Distributed FaaS Platform

A High-Performance Serverless Platform for Running Functions at Scale

Function-as-a-Service (FaaS) platform allows users to run Python functions in a serverless environment. It was implemented in Python using the FastAPI framework for the communication between the client and server, and ZMQ for load-balanced and fault-tolerant communication between a Task Dispatcher and a pool of worker processes. It was optimized for performance to handle many concurrent requests and provide fast response times.

Github repo

Organization

The University of Chicago

Core Technologies

Python FastAPI Redis ZMQ Pytest

Domain

Distributed Computing

Date

Dec 2024

Technical highlight

FaaS Endpoints

FaaS service provides the following FastAPI endpoints for the client to interact with:

/register: Allows clients to register a Python function by serializing its body (using dill).
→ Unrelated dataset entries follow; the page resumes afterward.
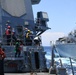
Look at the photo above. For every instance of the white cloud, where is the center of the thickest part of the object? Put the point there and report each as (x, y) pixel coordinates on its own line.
(50, 36)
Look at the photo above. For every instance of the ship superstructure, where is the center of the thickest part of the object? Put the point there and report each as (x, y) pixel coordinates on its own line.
(19, 15)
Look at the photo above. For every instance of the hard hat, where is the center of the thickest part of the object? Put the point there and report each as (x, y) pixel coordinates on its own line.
(29, 31)
(9, 27)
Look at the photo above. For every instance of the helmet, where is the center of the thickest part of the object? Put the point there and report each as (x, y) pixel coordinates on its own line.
(29, 31)
(9, 27)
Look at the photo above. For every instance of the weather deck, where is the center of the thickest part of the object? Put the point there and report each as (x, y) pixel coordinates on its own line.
(28, 74)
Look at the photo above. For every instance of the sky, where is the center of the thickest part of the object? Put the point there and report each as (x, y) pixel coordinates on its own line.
(62, 18)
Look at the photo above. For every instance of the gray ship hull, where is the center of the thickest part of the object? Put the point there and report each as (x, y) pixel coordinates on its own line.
(67, 50)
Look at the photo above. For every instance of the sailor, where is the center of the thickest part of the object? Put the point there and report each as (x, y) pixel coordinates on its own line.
(2, 56)
(28, 38)
(13, 36)
(8, 35)
(37, 41)
(17, 48)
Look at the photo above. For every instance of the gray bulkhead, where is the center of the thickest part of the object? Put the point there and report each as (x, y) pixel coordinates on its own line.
(19, 14)
(31, 58)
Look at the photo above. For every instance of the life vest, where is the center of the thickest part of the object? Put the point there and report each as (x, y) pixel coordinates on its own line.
(2, 54)
(8, 32)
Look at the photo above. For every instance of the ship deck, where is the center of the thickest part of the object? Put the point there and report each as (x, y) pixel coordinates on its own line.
(27, 74)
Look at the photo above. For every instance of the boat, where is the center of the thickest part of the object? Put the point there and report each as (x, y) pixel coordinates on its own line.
(66, 46)
(18, 14)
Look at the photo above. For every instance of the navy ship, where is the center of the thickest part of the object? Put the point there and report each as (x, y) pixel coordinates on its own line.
(66, 46)
(18, 16)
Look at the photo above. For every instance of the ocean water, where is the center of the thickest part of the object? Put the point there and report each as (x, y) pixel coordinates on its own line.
(65, 61)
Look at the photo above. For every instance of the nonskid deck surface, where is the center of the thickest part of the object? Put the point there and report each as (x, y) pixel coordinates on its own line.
(26, 74)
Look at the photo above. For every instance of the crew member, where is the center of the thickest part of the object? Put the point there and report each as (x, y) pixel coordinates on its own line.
(14, 39)
(37, 41)
(8, 35)
(17, 48)
(28, 38)
(2, 56)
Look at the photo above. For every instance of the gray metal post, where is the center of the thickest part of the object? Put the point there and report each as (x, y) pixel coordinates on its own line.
(71, 66)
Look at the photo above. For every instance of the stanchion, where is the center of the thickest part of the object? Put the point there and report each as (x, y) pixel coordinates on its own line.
(1, 66)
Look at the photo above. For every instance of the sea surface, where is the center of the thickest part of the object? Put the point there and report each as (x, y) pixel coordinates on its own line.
(65, 61)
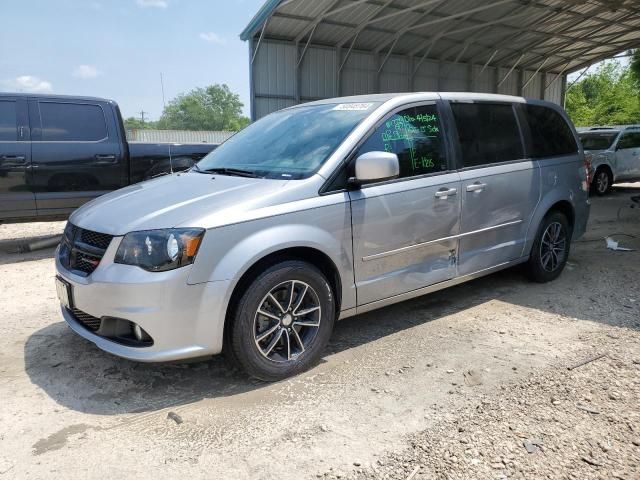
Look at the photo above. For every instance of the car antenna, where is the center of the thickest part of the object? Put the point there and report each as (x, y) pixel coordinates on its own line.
(170, 160)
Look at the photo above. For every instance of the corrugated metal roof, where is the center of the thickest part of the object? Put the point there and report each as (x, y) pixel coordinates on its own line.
(177, 136)
(559, 35)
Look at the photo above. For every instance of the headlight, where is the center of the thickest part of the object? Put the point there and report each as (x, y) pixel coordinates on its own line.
(160, 250)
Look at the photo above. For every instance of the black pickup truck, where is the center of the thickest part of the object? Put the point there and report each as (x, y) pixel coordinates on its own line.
(58, 152)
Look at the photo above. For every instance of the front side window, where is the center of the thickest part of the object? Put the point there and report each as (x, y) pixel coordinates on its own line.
(290, 144)
(597, 141)
(488, 133)
(415, 135)
(629, 140)
(8, 122)
(71, 122)
(550, 134)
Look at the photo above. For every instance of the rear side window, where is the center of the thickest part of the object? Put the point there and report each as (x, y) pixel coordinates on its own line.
(415, 135)
(72, 122)
(488, 133)
(550, 134)
(8, 122)
(629, 140)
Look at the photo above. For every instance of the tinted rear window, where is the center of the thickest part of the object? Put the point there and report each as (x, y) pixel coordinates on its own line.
(8, 122)
(551, 136)
(597, 141)
(488, 133)
(72, 122)
(629, 140)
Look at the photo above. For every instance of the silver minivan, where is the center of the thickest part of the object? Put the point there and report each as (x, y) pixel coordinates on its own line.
(614, 153)
(319, 212)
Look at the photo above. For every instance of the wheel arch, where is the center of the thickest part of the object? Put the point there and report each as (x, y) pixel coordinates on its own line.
(556, 203)
(311, 255)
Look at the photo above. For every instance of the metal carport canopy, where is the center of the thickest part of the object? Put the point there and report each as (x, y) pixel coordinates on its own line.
(302, 50)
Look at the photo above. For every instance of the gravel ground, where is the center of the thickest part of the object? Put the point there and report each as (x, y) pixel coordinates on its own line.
(463, 383)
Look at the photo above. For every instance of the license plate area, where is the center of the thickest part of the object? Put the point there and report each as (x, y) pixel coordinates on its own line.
(65, 293)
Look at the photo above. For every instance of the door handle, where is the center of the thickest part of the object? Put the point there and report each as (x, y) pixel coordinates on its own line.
(104, 159)
(476, 187)
(14, 159)
(445, 192)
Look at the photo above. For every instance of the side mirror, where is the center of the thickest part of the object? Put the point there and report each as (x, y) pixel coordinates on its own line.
(376, 167)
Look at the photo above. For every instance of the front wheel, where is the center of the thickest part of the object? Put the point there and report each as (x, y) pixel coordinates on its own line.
(283, 321)
(550, 249)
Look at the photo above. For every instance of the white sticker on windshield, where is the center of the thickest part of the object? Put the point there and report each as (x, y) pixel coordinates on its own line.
(353, 107)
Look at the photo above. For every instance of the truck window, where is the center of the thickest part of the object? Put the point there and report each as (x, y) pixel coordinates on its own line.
(488, 133)
(415, 135)
(550, 134)
(72, 122)
(8, 122)
(629, 140)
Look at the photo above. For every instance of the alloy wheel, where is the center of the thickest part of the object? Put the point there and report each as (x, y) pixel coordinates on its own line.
(553, 247)
(602, 182)
(287, 321)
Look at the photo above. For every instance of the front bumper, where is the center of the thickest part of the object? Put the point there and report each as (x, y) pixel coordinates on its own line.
(184, 321)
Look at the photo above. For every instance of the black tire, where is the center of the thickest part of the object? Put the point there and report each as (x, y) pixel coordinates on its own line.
(299, 344)
(602, 181)
(544, 266)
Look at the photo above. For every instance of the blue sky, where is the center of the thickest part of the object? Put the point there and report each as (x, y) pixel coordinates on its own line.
(117, 48)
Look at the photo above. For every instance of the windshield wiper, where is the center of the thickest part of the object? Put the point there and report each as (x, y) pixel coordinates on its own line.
(236, 172)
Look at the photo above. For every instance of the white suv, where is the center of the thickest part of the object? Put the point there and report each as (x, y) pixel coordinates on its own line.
(615, 155)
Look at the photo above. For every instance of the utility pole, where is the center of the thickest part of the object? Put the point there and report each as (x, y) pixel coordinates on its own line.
(164, 105)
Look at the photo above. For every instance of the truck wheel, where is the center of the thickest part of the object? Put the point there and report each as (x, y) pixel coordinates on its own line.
(550, 249)
(602, 181)
(283, 321)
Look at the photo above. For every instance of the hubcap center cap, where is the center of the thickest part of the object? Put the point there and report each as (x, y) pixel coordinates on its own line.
(287, 320)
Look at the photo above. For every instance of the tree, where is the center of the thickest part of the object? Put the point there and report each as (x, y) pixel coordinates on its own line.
(634, 66)
(608, 96)
(215, 107)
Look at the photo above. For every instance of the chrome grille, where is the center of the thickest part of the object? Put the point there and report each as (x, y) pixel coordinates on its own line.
(81, 250)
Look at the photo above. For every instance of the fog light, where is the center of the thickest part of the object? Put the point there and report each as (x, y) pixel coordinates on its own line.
(137, 332)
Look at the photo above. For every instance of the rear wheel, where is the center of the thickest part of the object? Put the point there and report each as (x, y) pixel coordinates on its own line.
(282, 321)
(550, 249)
(602, 181)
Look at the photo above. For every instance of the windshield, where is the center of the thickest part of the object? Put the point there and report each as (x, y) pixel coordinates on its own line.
(289, 144)
(597, 141)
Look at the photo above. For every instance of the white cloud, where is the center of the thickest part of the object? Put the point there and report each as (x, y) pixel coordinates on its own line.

The service stores the function in Redis with metadata (e.g., name) and generates a unique function UUID, which is returned to the client for future invocation.
/execute: Clients can invoke a registered function by sending its function UUID along with serialized input arguments. The service creates a task with a unique task UUID, stores the task details in Redis, and publishes the task to a Redis channel and Task Queue for processing.
/status: Enables clients to check the current status of a task using its task UUID. The status (e.g., pending, running, completed, or failed) is retrieved from Redis.
/result: Fetches the result of a completed task using its task UUID. The result, including exceptions if the task failed, is serialized and returned to the client.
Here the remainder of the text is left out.